I find a serious but unexplainable bug in the evalf function when evaluating a symbolic determinant of a matrix, see MWE below
import sympy
z1,z2,z3,mv1,mv2,mv3,R,T,D12,D23,D13,D14,D24,D34,x1,x2,x3 = sympy.symbols('z1,z2,z3,mv1,mv2,mv3,R,T,D12,D23,D13,D14,D24,D34,x1,x2,x3')
matrix = sympy.Matrix([ [ x2/D12 + x3/D13 + 1/D14 , -x2/D12 , -x3/D13 , mv1/R/T ] ,
[ -x1/D12 , x1/D12 + x3/D23 + 1/D24 , -x3/D23 , mv2/R/T ] ,
[ -x1/D13 , -x2/D23 , x1/D13 + x2/D23 + 1/D34 , mv3/R/T ] ,
[ z1*x1 , z2*x2 , z3*x3 , 0 ] ])
det1 = sympy.det(matrix.evalf(subs={ z1:-1,z2:-1,z3:1,mv1:50E-6,mv2:90E-6,mv3:150E-6,R:8.314,T:298,D12:1E-9,D23:9E-9,D13:3E-9,D14:0.165171466666667,D24:0.0917619259259259,D34:0.0550571555555556,x1:0.3,x2:0.2,x3:0.5}))
det2 = sympy.det(matrix).evalf(subs={z1:-1,z2:-1,z3:1,mv1:50E-6,mv2:90E-6,mv3:150E-6,R:8.314,T:298,D12:1E-9,D23:9E-9,D13:3E-9,D14:0.165171466666667,D24:0.0917619259259259,D34:0.0550571555555556,x1:0.3,x2:0.2,x3:0.5})

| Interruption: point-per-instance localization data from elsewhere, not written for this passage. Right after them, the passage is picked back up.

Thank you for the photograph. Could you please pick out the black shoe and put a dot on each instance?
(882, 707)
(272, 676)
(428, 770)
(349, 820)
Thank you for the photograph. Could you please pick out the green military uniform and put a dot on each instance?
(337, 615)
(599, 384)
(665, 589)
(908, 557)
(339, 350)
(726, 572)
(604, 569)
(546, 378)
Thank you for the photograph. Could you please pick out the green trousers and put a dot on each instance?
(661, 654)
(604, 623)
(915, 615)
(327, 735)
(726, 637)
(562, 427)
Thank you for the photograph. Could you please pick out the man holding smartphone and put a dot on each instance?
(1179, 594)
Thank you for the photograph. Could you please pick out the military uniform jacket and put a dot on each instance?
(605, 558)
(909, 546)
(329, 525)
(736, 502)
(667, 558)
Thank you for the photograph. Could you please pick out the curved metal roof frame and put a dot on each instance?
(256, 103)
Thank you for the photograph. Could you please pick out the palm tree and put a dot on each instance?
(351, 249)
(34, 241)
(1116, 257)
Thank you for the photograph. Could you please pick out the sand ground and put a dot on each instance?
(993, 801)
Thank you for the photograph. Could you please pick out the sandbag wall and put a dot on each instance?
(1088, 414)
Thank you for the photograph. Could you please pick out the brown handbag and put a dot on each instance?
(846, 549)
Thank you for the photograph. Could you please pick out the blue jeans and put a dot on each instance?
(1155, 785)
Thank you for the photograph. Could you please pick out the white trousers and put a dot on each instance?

det3 = sympy.det(matrix).subs({ z1:-1,z2:-1,z3:1,mv1:50E-6,mv2:90E-6,mv3:150E-6,R:8.314,T:298,D12:1E-9,D23:9E-9,D13:3E-9,D14:0.165171466666667,D24:0.0917619259259259,D34:0.0550571555555556,x1:0.3,x2:0.2,x3:0.5})
print(det1)
print(det2)
print(det3)
produces answers of:
det1: 3.05615930451006e-7
det2: -439498375.118201
det3: 0
showing that evalf() on the symbolic output from sympy.det() has a serious bug -- all three answers should be near zero (to within ~1E-7 of numerical error). Method 1 and 2 work fine but clearly the det2 method has a huge bug. Using higher precision with evalf doesn't help.
Grateful for anyone to help: does anyone know if I've made a mistake here, or does sympy have a big bug here?